"Guest-worker measure awaits a new Congress"
From the SacBee:
...Bush is signaling renewed attention to immigration. That's heartening advocates of reform, dismaying skeptics and raising questions of both strategy and tactics...
With a filibuster-proof 63 senators already co-sponsors, the AgJobs bill could be poised to move. Supporters, many of them organized through the Agriculture Coalition for Immigration Reform, hope for Senate action by spring.
Sen. Dianne Feinstein, D-Calif., though not a co-sponsor, said Friday that she "could support such an effort if it is done properly and not in a way that would serve as a magnet for new illegal immigration."
But, although a companion House bill claims 126 supporters, opponents hold strong opinions and key positions, including chairmanships of the House immigration subcommittee.
"The next Senate and House will be, if anything, less receptive" to immigration reform, predicted Mark Krikorian, president of the Center for Immigration Studies. "If the president makes a big push on this, he's going to waste a lot of political capital on something he can't win..."
...Bush himself has thus far resisted the centerpiece of the AgJobs bill.
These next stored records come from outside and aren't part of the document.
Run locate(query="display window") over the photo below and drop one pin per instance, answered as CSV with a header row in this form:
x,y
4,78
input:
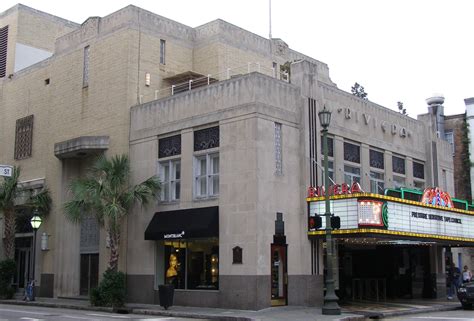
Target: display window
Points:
x,y
192,264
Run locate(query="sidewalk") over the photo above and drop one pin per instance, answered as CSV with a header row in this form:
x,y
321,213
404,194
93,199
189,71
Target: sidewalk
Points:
x,y
350,311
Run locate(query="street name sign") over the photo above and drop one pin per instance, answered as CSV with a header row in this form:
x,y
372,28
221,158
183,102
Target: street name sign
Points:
x,y
6,170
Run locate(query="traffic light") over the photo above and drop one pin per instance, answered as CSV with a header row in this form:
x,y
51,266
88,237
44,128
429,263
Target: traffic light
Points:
x,y
315,222
335,222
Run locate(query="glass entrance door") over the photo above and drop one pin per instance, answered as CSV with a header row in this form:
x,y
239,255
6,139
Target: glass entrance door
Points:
x,y
23,260
278,275
89,273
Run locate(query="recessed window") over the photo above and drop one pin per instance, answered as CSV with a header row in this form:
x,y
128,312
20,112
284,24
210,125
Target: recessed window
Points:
x,y
418,170
170,177
278,150
24,137
206,138
206,175
377,184
398,165
352,152
162,51
376,159
399,181
3,50
169,146
351,174
85,72
449,136
330,146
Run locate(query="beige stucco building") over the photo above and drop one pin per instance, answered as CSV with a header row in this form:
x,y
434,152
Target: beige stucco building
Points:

This is the guarantee that an undocumented agricultural worker can get on track to secure legal status.
Bush's own concept is both more modest, providing only a temporary worker permit for illegal immigrants, and more sweeping, as it includes workers from outside of agriculture. It is also more vague, lacking specific legislative language...
Talk about burying the lede. As discussed here, Bush's plan could include "nurses, teachers, high-tech workers" and others. In other words, it would be one giant H1-B program that might cost millions of Americans their jobs or sharply reduce their pay.
The rest of the article discusses Bush's supposed gain in Hispanic support and Political Human Sacrifice. Regarding the former, see "Bush Didn't Win 44% of Hispanic Vote -The Smoking Exit Poll".